Improper Validation of Syntactic Correctness of Input in Cisco IOS XE - CVE-2026-20114
Published: March 25, 2026
Vulnerability identifier: #VU124588
CSH Severity: Medium
CVSS v4.0: CVSS:4.0/AV:N/AC:L/AT:N/PR:L/UI:N/VC:L/VI:L/VA:N/SC:N/SI:N/SA:N/E:U/U:Green
CVE-ID: CVE-2026-20114
CWE-ID: CWE-1286
Exploitation vector: Remote access
Exploit availability:
No public exploit available
Vendor: Cisco Systems, Inc
Affected software:
Cisco IOS XE
Cisco IOS XE
Detailed vulnerability description
The vulnerability allows a remote user to escalate privileges and access management APIs that would not normally be available for Lobby Ambassador users.

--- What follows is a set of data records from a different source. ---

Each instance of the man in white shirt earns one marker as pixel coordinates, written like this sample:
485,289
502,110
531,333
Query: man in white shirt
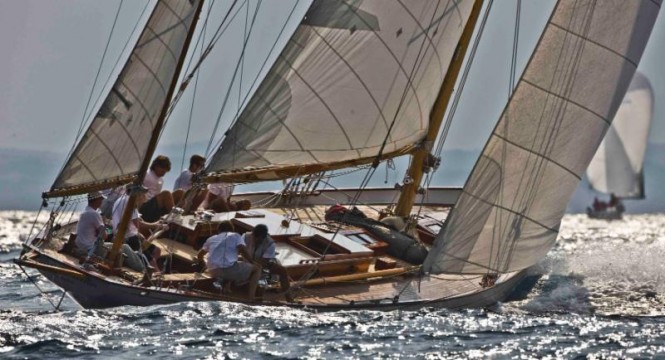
222,260
219,199
133,236
90,226
184,181
262,251
183,194
157,202
90,229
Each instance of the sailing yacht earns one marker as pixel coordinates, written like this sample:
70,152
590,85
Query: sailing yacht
358,83
617,168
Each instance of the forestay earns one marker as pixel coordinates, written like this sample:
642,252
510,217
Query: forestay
617,166
509,213
115,144
353,74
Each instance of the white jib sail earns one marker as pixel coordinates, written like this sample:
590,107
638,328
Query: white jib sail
509,214
617,166
115,144
350,70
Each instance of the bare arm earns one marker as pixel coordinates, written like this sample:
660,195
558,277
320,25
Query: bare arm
201,255
242,249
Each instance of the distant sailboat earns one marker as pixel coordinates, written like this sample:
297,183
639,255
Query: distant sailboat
357,83
617,167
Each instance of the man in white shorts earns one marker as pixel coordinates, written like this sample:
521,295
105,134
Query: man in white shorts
222,260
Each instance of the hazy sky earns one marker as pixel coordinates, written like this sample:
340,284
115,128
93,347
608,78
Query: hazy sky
52,49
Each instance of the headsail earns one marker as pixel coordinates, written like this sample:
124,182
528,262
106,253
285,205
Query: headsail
349,71
509,213
112,149
617,166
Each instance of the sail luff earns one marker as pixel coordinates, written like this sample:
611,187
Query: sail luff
119,237
350,73
113,147
415,172
509,213
617,166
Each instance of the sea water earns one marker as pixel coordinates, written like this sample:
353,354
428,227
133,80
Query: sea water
600,295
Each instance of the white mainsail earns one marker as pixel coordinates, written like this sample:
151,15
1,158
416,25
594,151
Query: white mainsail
617,166
509,213
353,74
114,146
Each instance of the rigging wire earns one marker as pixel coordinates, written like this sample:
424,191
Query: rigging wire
190,74
196,83
549,123
218,143
94,85
498,230
463,79
235,74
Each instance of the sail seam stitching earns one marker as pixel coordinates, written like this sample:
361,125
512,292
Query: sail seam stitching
567,100
538,154
152,72
510,211
623,56
166,46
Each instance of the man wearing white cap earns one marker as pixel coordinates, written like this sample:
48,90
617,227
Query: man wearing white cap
90,225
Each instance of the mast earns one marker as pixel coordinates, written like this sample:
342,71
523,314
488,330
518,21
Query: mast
415,171
131,202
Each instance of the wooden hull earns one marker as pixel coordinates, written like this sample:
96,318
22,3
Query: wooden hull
343,281
93,291
605,214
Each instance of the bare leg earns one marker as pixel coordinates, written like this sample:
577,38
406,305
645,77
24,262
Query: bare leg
253,281
165,200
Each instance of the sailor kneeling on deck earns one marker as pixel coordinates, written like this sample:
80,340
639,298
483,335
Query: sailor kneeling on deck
222,260
262,251
91,234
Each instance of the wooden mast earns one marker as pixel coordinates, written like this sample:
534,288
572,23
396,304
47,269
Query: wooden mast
119,237
415,171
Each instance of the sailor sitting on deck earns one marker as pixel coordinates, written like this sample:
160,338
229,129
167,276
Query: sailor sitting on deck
133,237
90,227
192,197
91,233
262,249
158,202
222,260
219,199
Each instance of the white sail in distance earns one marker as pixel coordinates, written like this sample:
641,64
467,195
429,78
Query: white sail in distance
353,75
617,167
113,147
509,213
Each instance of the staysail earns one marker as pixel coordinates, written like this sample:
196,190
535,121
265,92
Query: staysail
352,73
509,214
617,166
114,146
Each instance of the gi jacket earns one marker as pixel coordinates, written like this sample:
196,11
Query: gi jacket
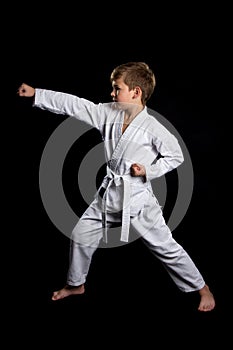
142,142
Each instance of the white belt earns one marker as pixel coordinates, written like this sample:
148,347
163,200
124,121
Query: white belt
118,179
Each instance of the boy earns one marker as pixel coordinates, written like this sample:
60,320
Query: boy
138,149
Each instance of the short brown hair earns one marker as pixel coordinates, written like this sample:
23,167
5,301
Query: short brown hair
136,74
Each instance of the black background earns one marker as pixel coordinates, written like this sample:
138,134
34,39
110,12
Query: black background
128,293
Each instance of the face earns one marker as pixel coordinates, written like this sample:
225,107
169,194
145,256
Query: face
120,92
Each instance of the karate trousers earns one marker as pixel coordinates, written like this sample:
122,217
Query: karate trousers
150,227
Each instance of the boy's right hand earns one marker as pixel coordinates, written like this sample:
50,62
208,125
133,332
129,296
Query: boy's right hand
26,90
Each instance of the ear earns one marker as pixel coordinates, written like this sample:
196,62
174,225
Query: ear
137,92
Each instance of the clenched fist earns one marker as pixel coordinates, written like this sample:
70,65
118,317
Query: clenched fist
26,90
137,170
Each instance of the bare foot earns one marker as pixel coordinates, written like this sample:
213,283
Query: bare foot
67,291
207,302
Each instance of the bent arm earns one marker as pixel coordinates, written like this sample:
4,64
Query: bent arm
171,157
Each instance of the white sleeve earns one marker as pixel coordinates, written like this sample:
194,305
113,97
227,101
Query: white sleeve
171,156
70,105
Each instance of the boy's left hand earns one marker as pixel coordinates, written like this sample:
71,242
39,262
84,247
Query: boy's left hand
137,170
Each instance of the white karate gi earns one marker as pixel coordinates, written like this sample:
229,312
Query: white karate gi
123,199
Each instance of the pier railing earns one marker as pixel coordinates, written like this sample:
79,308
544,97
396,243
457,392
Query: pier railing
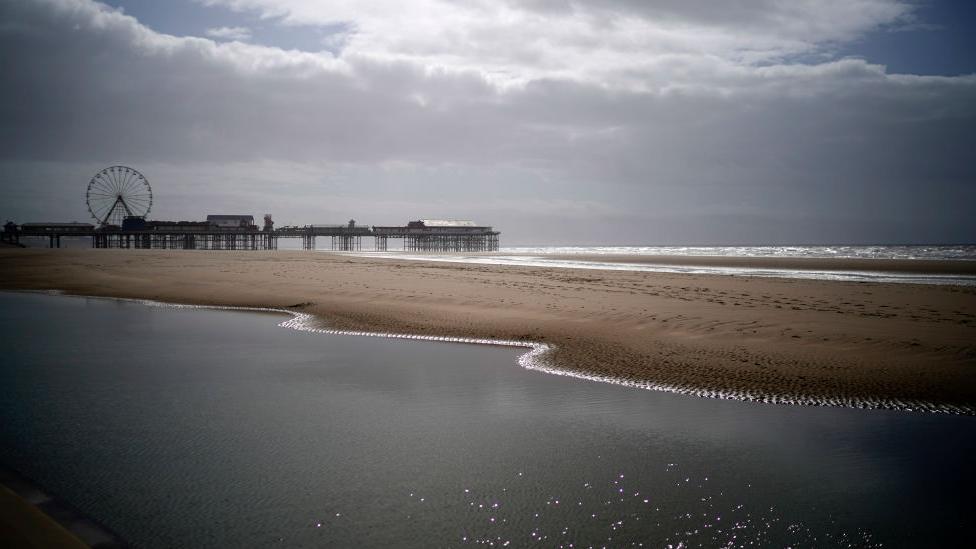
343,238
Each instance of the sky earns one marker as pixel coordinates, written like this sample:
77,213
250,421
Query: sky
629,122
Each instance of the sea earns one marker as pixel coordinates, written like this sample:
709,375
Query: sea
588,258
194,427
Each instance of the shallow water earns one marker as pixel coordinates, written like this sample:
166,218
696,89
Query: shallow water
562,257
203,428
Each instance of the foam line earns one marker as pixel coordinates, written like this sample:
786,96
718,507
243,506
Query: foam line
537,359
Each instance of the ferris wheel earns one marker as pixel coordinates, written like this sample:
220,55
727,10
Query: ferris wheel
117,192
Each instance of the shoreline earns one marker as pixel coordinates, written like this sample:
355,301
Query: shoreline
931,369
536,359
907,266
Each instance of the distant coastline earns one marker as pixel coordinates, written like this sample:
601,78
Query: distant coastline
815,342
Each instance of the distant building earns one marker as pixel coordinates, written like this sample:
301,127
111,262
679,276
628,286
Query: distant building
179,226
134,223
446,226
57,227
231,221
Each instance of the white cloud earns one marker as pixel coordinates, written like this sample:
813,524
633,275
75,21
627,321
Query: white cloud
609,42
240,34
662,137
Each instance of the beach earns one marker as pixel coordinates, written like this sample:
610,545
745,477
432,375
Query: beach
828,341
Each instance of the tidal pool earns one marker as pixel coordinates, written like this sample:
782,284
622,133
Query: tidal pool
207,428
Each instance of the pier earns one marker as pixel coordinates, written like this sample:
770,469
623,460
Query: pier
416,236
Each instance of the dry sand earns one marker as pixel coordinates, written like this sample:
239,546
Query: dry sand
821,339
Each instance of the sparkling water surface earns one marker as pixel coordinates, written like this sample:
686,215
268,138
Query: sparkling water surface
589,258
203,428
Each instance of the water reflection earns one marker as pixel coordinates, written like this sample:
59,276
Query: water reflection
210,428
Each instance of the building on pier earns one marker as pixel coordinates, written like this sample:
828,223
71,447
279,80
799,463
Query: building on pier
440,235
231,221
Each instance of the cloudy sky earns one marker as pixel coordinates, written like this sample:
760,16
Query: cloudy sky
556,121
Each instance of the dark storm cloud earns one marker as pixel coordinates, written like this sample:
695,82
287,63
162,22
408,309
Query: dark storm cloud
673,146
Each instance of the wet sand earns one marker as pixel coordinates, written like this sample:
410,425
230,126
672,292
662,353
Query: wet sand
945,267
768,336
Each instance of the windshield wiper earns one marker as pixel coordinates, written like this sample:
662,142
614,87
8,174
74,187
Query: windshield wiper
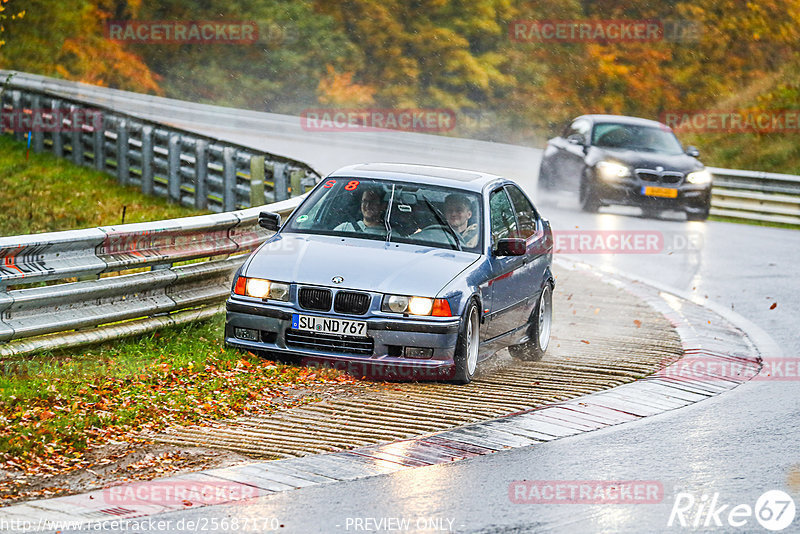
389,216
443,221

The vulnerability exists due to improper validation of parameters in the Lobby Ambassador web-based management API when handling HTTP requests. A remote user can send a specially crafted HTTP request after authenticating as a Lobby Ambassador user to escalate privileges and create a new user with privilege level 1 access to the web-based management API.
Successful exploitation allows the attacker to access device management APIs with elevated privileges.
How to mitigate CVE-2026-20114
Install security update from vendor's website.